長禄寺(須賀川市)概要: 広福山長禄寺は福島県須賀川市北町に境内を構えている曹洞宗の寺院です。長禄寺の創建は長禄元年(1457)に当時の須賀川城主二階堂為氏が一族を弔う為に開基となり月窓和尚(室町時代の曹洞宗の高僧、最乗寺開山の春屋宗能に師事し越後の観音寺を開山)を招いて開山したのが始まりとされます。
長禄4年(1460)、後花園天皇の勅願寺となった事から寺勢が増し、全盛時には末寺が130を越え寺領1千石が安堵されていました。天正17年(1589)に二階堂氏が伊達政宗に攻められ、須賀川城が落城し長禄寺も類焼、その後再興され文禄年間(1592〜1596年)に現地に移っていきます。
大乗院は伊達家から二階堂家に嫁ぎ伊達政宗からみると叔母にあたる人物で、須賀川城落城の折助け出されますが、伊達家とは不仲で、水戸の佐竹氏の庇護となりました。
慶長5年(1600)、関ヶ原の合戦で佐竹氏が中立を保った事で久保田藩へ移封となり大乗院も随行しましたが、途中に病にかかり須賀川の長禄寺境内の仮宿で養生し、慶長7年(1602)6月に息を引き取り、境内には墓碑が建立されています。二階堂一族は久保田藩では佐竹一族である芦名氏に従い角館(秋田県仙北市角館町)に配され、學法寺を菩提寺としています。
江戸時代初期に須賀川城の城主となった蒲生郷成の菩提寺となり境内には郷成の墓と伝わる五輪塔が建立されています。蒲生郷成は会津城主蒲生氏郷の家臣で守山城・三春城・須賀川城の城主を歴任、キリシタン大名だった氏郷に感化されキリシタンだったとも云われています。往時は家臣ながら4万5千石を領していましたが、同じ蒲生家の家臣岡重政との政争に敗れ出奔しています。
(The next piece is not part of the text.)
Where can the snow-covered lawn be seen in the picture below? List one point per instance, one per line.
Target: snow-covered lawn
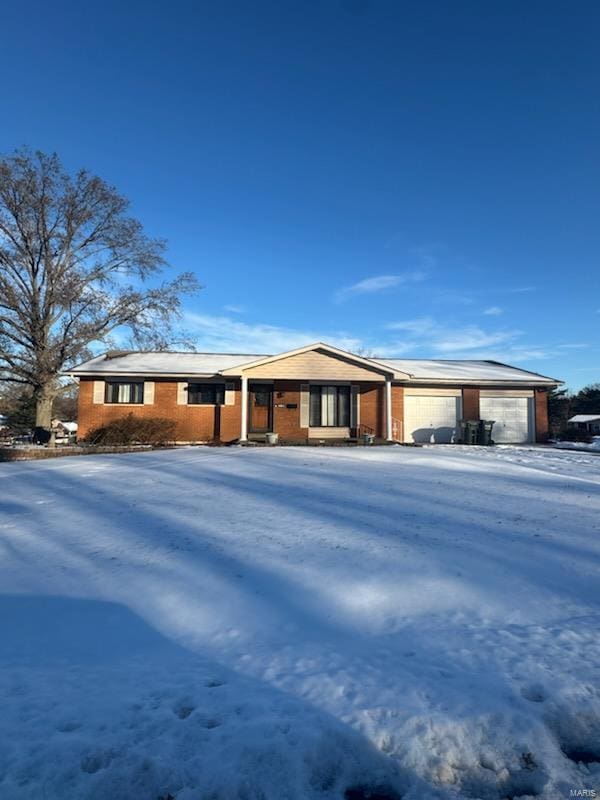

長禄寺山門は入母屋、本瓦葺、三間一戸、桁行3間、張間2間、八脚楼門、外壁は真壁造り板張り、下層部左右には仁王像が安置されています。長禄寺本堂は木造平屋建て、入母屋、桟瓦葺、平入、桁行8間、外壁は真壁造り白漆喰仕上げ、腰壁は縦板張り、内部の内陣には本尊である釈迦如来像が安置されています。山号:広福山。宗派:曹洞宗。本尊:釈迦如来。